列伝によると、郗曇は北府を率いる北中郎将だった荀羨が病気になると、朝廷によって荀羨の軍司に任命され、次に後任として北中郎将・都督徐兗青幽揚州之晋陵諸軍事・領徐兗二州刺史となり、下邳に駐屯しました。しかし敵国の傅末波らに敗戦して建威将軍に降格となり、やがて42歳で死去し、北中郎の官位が追贈されました。

これを他の記録と組み合わせましょう。

『晋書』巻八、穆帝紀、升平二年
三月,慕容儁陷冀州諸郡,詔安西將軍謝奕、北中郎將荀羨北伐。
(中略)
秋八月,安西將軍謝奕卒。壬申,以吳興太守謝萬為西中郎將、持節、監司豫冀并四州諸軍事、豫州刺史。以散騎常侍郗曇為北中郎將、持節、都督徐兗青冀幽五州諸軍事、徐兗二州刺史,鎮下邳。
(中略)
十二月,北中郎將荀羨及慕容儁戰于山茌,王師敗績。

帝紀によると、升平二年(358年)に安西将軍の謝奕(西府)と北中郎将の荀羨(北府)に北伐を命じますが、同年8月に謝奕が亡くなったため謝万が西中郎将となり、また郗曇が北中郎将として下邳に入り、12月に北中郎将の荀羨前燕と戦いますが敗北しました。

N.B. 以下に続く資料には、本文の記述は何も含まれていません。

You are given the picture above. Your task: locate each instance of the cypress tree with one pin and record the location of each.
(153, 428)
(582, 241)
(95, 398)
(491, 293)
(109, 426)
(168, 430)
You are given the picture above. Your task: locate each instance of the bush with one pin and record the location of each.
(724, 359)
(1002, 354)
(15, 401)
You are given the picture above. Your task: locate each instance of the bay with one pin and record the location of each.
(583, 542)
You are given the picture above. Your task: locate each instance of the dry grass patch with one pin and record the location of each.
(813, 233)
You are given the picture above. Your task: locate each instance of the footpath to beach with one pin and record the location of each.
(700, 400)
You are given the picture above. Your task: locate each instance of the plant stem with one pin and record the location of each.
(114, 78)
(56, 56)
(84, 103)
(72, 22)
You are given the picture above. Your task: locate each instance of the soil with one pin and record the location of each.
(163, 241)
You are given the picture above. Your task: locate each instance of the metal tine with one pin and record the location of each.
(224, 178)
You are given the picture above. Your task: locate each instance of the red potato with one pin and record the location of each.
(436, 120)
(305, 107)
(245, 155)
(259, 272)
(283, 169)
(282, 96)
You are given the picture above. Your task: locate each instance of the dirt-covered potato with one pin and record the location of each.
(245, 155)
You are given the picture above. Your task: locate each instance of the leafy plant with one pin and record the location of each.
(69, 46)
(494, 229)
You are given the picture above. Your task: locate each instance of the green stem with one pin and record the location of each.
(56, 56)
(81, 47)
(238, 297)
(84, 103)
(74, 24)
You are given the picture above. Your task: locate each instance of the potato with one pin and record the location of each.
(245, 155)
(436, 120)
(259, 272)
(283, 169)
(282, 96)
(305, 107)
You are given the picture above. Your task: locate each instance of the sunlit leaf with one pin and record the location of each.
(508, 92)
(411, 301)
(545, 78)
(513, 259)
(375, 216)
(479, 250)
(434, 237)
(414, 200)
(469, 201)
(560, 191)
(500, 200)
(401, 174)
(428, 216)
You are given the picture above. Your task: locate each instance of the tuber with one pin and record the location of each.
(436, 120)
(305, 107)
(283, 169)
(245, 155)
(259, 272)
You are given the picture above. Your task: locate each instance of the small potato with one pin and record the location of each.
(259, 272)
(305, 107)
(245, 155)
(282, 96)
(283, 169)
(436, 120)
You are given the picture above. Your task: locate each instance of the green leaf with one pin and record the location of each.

『資治通鑑』の注では郗曇が北中郎将になった時期がおかしく、帝紀のは軍司になっただけだろうとしています。

いずれにしても358年に西府・北府の交代があって郗曇は北中郎将となり、

『晋書』巻八、穆帝紀、升平三年
冬十月慕容儁寇東阿,遣西中郎將謝萬次下蔡,北中郎將郗曇次高平以擊之,王師敗績。

翌年、升平三年(359年)10月に前燕に西中郎将の謝万と北中郎将の郗曇は攻撃をかけますが、東晋軍は敗退しました。

これは先鋒は戦って敗れていたのですが、

『晋書』巻七十九、謝安伝、謝万
北中郎將郗曇以疾病退還彭城,萬以為賊盛致退,便引軍還,眾遂潰散,狼狽單歸,廢為庶人。

肝心の大将達は、郗曇が病気のため彭城に撤退し、謝万も敵を恐れて後退しようとしますが軍が潰走してしまったという状況でした。
この責任を問われ、謝万は地位を剥奪され、郗曇(上述の通り)建威将軍に降格となりました。

『晋書』巻八、穆帝紀、升平五年
五年春正月(中略)北中郎將、都督徐兗青冀幽五州諸軍事、徐兗二州刺史郗曇卒。

その1年と数ヶ月後となる升平五年(361年)の正月に郗曇は死去。


さて、実は郗曇謝万の敗退の責任を負うために宰相である司徒の会稽王司馬昱が降格を願い出たという記録があります。

『晋書』巻十三、天文志下、月五星犯列舍
(升平)三年十月,諸葛攸舟軍入河,敗績。豫州刺史謝萬入潁,眾潰而歸,萬除名。十一月,司徒會稽王以郗曇、謝萬二鎮敗,求自貶三等

それが敗戦の翌月、11月のこと。

つまり、郗曇は病気を理由に撤退した敗戦の2ヶ月後、宰相の引責問題まで発生した1ヶ月に、「白兎を献上した」ということになります。
偶然なのでしょうか。
(どっちでも面白い展開)


そして郗曇は敗戦後も降格されたとはいえ1年余り地位を保ちました。
これに白兎や信奉していた天師道のご利益のおかげという事情があっても面白いですね。